Chef Giovanni Bruno: la stella che da 50 anni fa brillare la Sicilia in Belgio

Giovanni Bruno, Chef patron del ristorante Senza Nome a Bruxelles, quest’anno festeggia 21 anni di Stella Michelen

Nato in Sicilia si trasferisce con la famiglia in Belgio ancora adolescente, “sono un prodotto importato” dice durante l’intervista.
Alla domanda: “Sognava di fare lo chef?” Risponde di no. voleva essere un designer o un pilota automobilistico, altra sua grande passione.
“Senza Nome”, il suo ristorante nel cuore del Sablon, il centro di Bruxelles, è il 14° miglior ristorante italiano nel mondo secondo la classifica della guida 50Top Italy: “un ambasciata italiana” del gusto e dell’ospitalità.

Sono numerosi i riconoscimenti ed i successi ottenuti nel corso di questi anni da Giovanni e Nadia, sua sorella: la famiglia é un valore centrale nella vita dello chef Bruno. “Noi 5 figli lavoravamo tutti nel ristorante dei miei genitori quando negli anni ’70 aprirono a Bruxelles il primo ristorante.”
Come mai Bruxelles? chiedo. “Mio padre era un ingegnere, dirigeva le miniere di zolfo per l’Ente Minerario Siciliano.
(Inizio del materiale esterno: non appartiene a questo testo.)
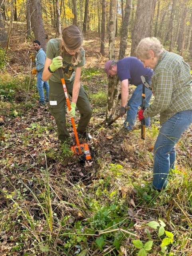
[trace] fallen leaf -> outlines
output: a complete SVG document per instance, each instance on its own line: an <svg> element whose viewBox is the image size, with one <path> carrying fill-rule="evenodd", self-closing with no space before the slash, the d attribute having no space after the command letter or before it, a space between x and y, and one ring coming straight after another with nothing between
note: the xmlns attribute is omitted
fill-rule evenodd
<svg viewBox="0 0 192 256"><path fill-rule="evenodd" d="M111 139L113 139L113 136L108 136L107 138L107 139L108 139L108 140L111 140Z"/></svg>
<svg viewBox="0 0 192 256"><path fill-rule="evenodd" d="M129 204L131 204L131 205L132 205L134 207L135 207L135 204L134 201L132 198L129 201Z"/></svg>

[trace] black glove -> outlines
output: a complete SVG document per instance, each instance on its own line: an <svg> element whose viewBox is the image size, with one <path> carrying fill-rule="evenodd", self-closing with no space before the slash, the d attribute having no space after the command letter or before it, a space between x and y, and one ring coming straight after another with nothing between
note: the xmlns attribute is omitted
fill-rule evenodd
<svg viewBox="0 0 192 256"><path fill-rule="evenodd" d="M121 116L123 116L125 114L125 108L122 106L121 106L119 114Z"/></svg>

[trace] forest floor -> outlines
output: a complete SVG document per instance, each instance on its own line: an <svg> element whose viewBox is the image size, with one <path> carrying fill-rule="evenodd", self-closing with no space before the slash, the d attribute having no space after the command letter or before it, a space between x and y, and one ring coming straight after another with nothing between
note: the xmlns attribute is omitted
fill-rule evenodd
<svg viewBox="0 0 192 256"><path fill-rule="evenodd" d="M49 32L49 38L53 34ZM87 31L85 36L81 82L93 110L88 131L93 138L88 142L91 159L85 161L60 144L48 106L38 104L35 76L28 95L28 56L34 51L22 26L15 25L10 60L0 80L6 83L0 100L1 256L120 256L137 255L139 250L141 255L192 255L192 128L177 146L177 168L167 188L154 190L158 117L152 118L144 140L138 120L131 132L123 128L125 117L105 125L103 68L108 58L99 53L98 36ZM119 43L117 38L117 58ZM130 95L134 89L130 88ZM76 123L79 118L77 112ZM67 122L73 137L71 121ZM168 233L158 234L162 227ZM136 239L139 245L133 245ZM145 249L150 241L152 246Z"/></svg>

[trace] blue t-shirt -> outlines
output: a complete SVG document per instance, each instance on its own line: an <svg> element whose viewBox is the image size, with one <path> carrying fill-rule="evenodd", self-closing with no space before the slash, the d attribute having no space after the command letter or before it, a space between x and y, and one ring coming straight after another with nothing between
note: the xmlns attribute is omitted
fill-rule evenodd
<svg viewBox="0 0 192 256"><path fill-rule="evenodd" d="M135 57L127 57L117 62L117 75L121 82L128 79L131 84L137 86L142 83L141 76L146 76L150 80L153 70L144 68L141 61Z"/></svg>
Quando le miniere iniziarono a chiudere, ci fu una riduzione del personale e a lui venne offerto un buon’uscita.
“I miei genitori con la speranza di un futuro migliore, provarono a trasferirsi a Milano. Mentre noi eravamo in collegio vicino Messina, loro facevano i pendolari tra nord e sud. Era il 1968 ed i siciliani erano spesso visti con pregiudizio, etichettati come dei “terrun”, mal visti. Mia madre trovava sacchi di spazzatura sul balcone, lasciati dai vicini per farle capire che non erano i benvenuti. E mio padre, nonostante le sue tre lauree, fatico’ a trovare un lavoro adeguato. Gli dicevano che non avevano posto per lui”
Chiedo: “Ed il Belgio? E perché un ristorante?”
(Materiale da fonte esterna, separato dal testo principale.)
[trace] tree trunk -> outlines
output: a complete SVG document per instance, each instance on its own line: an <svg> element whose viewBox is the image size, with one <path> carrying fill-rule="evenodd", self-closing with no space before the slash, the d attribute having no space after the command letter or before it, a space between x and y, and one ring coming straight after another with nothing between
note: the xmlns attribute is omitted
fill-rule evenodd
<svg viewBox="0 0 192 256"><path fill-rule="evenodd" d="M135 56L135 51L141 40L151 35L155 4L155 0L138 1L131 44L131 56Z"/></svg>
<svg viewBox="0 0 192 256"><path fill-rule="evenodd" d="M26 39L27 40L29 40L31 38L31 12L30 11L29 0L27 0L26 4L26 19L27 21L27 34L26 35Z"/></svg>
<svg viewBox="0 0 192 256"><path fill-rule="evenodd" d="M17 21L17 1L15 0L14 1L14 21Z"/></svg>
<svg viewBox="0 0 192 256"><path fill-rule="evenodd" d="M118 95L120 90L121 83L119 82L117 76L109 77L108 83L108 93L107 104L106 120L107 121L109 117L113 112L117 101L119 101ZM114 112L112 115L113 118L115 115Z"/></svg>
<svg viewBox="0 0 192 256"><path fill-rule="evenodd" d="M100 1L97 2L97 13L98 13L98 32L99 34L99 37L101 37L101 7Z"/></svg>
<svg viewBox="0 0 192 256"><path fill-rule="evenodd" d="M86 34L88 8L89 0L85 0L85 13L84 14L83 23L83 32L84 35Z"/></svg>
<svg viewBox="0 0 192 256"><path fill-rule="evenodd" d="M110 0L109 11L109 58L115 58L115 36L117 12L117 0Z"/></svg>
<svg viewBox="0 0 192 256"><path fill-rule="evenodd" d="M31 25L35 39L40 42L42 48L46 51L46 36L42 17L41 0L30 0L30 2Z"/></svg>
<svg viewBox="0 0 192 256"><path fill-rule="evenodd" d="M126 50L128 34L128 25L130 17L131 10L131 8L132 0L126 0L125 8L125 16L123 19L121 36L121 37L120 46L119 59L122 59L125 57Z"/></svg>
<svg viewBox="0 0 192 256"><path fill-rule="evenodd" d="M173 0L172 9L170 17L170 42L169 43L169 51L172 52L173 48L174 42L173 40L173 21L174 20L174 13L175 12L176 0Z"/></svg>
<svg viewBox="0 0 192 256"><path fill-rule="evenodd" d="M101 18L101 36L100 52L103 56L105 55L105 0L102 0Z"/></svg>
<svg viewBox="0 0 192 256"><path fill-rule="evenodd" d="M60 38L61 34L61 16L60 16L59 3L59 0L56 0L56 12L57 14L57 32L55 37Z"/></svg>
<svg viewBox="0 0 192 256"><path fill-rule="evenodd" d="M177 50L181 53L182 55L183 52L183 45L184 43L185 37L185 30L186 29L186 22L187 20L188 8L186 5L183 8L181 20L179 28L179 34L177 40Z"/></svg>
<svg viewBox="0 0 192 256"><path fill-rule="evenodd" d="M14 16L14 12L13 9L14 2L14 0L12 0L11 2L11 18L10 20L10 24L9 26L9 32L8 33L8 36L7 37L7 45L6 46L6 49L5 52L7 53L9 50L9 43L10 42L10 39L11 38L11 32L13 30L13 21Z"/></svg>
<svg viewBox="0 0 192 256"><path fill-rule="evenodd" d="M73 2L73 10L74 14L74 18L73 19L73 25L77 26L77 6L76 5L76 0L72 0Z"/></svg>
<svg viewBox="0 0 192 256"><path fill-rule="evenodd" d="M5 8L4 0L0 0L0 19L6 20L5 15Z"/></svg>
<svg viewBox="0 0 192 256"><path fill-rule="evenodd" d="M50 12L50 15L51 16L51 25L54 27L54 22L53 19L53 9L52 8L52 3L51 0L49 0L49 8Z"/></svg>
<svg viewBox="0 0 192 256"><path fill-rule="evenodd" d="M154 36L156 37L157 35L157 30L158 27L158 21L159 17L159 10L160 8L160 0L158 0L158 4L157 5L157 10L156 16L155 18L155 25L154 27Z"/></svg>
“Mio padre era un’ottima forchetta! Dopo un viaggio nella capitale europea per una visita ad una zia, mia madre ebbe un’idea! aprire un ristorante qui! Certo non erano professionisti, ma ricordo mio padre svegliarsi alle 5 del mattino ed iniziare a preparare lasagne, arancini, cannoli. Per me era un vero missionario, di una grande passione ne fece una professione.” Conclude.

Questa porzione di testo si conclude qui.